State Key Laboratory of Food Science and Technology, School of Food Science and Technology, Jiangnan University, Lihu Road 1800, Wuxi, Jiangsu 214122, China.
J Agric Food Chem. 2013 Aug 28;61(34):8175-84. doi: 10.1021/jf402085f. Epub 2013 Aug 26.
Lutein was loaded into liposomes, and their stability against environmental stress was investigated. Subsequently, these findings were correlated with the interactions between lutein and lipid bilayer. Results showed that the liposomes with loaded lutein at concentrations of 1 and 2% remained stable during preparation, heating, storage, and surfactant dissolution. However, with further increase in the loading concentration to 5 and 10%, the stabilization role of lutein on membrane was not pronounced or even opposite. Membrane fluidity demonstrated that at 1 and 2%, lutein displayed less fluidizing properties both in the headgroup region and in the hydrophobic core of the liposome, whereas this effect was not significant at 5 and 10%. Raman spectra demonstrated that lutein incorporation greatly affected the lateral packing order between acyl chains and longitudinal packing order of lipid acyl chains. These results may guide the potential application of liposomes as carriers for lutein in nutraceuticals and functional foods.
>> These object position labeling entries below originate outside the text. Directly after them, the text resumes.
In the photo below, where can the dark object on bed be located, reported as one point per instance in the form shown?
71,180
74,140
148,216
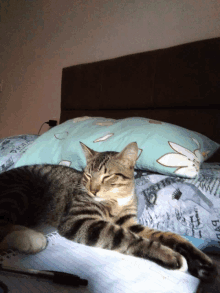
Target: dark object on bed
179,85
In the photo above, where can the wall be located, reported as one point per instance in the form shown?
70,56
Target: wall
40,37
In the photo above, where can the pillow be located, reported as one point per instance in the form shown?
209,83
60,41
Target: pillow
189,207
12,148
164,148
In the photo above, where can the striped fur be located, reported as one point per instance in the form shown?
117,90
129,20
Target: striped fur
97,207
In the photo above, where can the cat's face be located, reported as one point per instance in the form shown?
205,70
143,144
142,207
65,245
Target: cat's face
110,175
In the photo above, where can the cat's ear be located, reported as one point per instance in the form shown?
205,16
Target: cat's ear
89,154
129,154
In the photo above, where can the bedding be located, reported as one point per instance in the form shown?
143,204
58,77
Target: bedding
187,206
12,148
164,148
178,85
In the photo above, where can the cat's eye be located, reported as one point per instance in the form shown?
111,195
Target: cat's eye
88,175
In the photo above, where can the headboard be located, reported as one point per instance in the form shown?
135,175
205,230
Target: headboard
179,85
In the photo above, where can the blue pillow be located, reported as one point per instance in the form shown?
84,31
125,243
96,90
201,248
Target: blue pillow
164,148
12,148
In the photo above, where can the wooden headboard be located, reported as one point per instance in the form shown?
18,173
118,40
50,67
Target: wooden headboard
179,85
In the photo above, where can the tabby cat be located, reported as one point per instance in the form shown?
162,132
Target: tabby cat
97,207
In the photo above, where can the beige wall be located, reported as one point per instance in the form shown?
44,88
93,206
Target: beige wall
40,37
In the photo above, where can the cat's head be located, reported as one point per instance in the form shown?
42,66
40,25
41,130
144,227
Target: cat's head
110,175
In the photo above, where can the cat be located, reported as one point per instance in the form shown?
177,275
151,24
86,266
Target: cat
96,207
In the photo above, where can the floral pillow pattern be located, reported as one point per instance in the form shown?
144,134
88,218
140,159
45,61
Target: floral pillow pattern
164,148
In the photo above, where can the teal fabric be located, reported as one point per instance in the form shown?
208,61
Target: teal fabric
12,148
164,148
205,245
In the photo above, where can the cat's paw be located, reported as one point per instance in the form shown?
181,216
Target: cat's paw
164,256
199,264
25,241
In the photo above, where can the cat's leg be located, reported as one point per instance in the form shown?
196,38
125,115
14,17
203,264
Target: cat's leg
22,239
199,264
104,234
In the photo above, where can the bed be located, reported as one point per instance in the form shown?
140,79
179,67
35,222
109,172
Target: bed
168,101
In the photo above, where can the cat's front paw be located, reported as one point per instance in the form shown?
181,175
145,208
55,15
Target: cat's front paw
199,264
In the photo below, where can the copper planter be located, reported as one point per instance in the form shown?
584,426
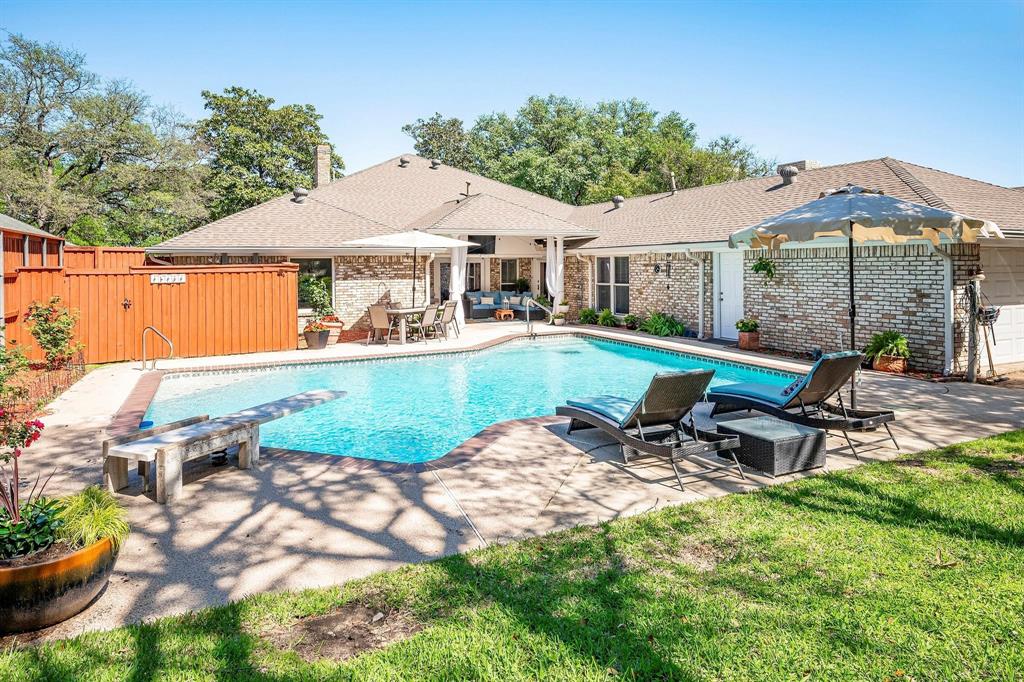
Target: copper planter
44,594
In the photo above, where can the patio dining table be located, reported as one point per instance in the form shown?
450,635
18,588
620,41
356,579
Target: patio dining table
403,314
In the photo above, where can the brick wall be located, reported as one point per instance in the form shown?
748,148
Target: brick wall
363,281
898,288
675,289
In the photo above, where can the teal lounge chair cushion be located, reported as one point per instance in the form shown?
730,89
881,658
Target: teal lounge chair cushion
765,392
612,407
叶黄素被载入脂质体中,并研究了它们对环境胁迫的稳定性。随后,将这些发现与叶黄素与脂质双层之间的相互作用相关联。结果表明,在制备、加热、储存和表面活性剂溶解过程中,浓度为 1%和 2%的负载叶黄素的脂质体保持稳定。然而,随着负载浓度进一步增加到 5%和 10%,叶黄素对膜的稳定作用不明显,甚至相反。膜流动性表明,在 1%和 2%时,叶黄素在头部区域和脂质体的疏水区都表现出较小的增塑性质,而在 5%和 10%时,这种作用不明显。拉曼光谱表明,叶黄素的掺入极大地影响了脂肪酸链之间的横向堆积顺序和脂质酰基链的纵向堆积顺序。这些结果可能为脂质体作为叶黄素在营养保健品和功能性食品中的载体的潜在应用提供指导。